= Herbal smokeless tobacco =

Herbal imitation tobacco products

Herbal smokeless tobacco is any product that imitates types of smokeless tobacco (chewing tobacco, dipping tobacco, snuff, snus, etc.) but does not contain tobacco and nicotine, or may contain nicotine without tobacco. Like herbal cigarettes and electronic cigarettes, they are often used as a tobacco cessation aid. Herbal smokeless tobacco use is an alternative to using smokeless tobacco that may help users quit.

==Sub-types==

===Herbal snus===
Herbal snus is a tobacco-free and nicotine-free substitute of snus, a spitless tobacco of either loose or pouched (portioned) form which is usually placed along the gum line beneath the upper lip. It is most widely used in Sweden. Forms of herbal snus from other countries include Makla, a chewing variant from Morocco as well as the Turkish variant Maraş otu (English: Maraş weed), made of Aztec Tobacco (Nicotiana rustica) as opposed to regular tobacco.

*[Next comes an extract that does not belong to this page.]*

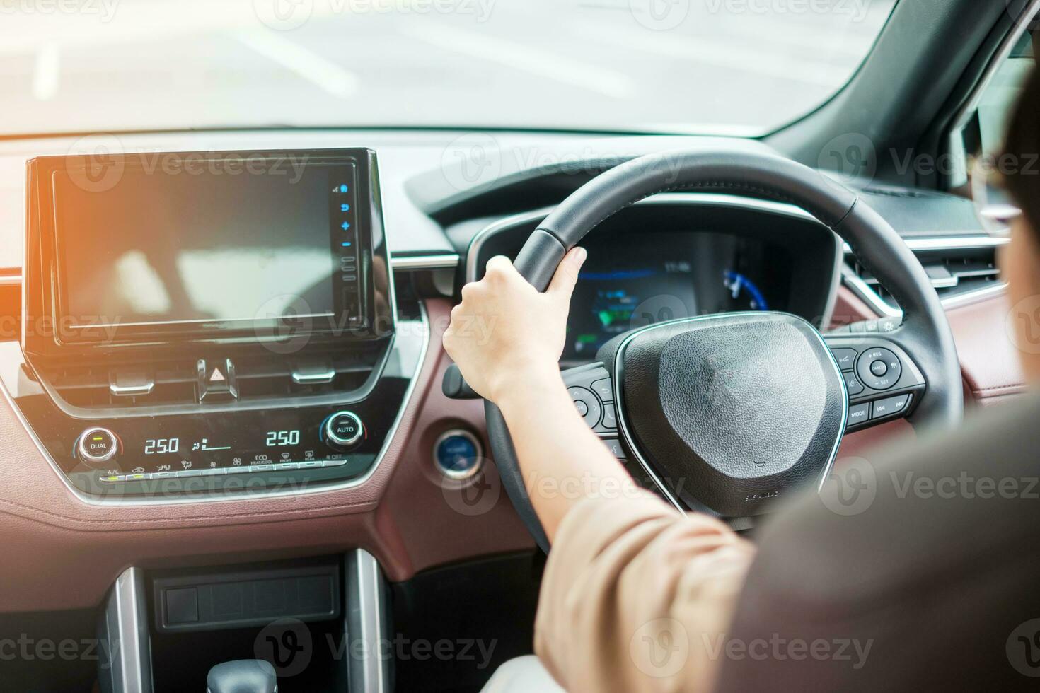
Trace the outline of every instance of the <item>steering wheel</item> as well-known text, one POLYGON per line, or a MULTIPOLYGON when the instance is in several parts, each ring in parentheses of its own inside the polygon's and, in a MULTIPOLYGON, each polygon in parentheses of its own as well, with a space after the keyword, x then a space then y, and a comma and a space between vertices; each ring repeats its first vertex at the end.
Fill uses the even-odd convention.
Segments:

===Herbal dipping tobacco===
Herbal dipping tobacco or herbal moist snuff is a tobacco-free and (often) nicotine-free version of moist snuff, a tobacco product used orally by placing either a loose or pouched form along the gum line behind the lip. Some products, although tobacco free, may still contain nicotine, while others are completely tobacco and nicotine free.

Herbal moist snuff has limited exposure in tobacco shops compared to traditional products, so sales generally take place online.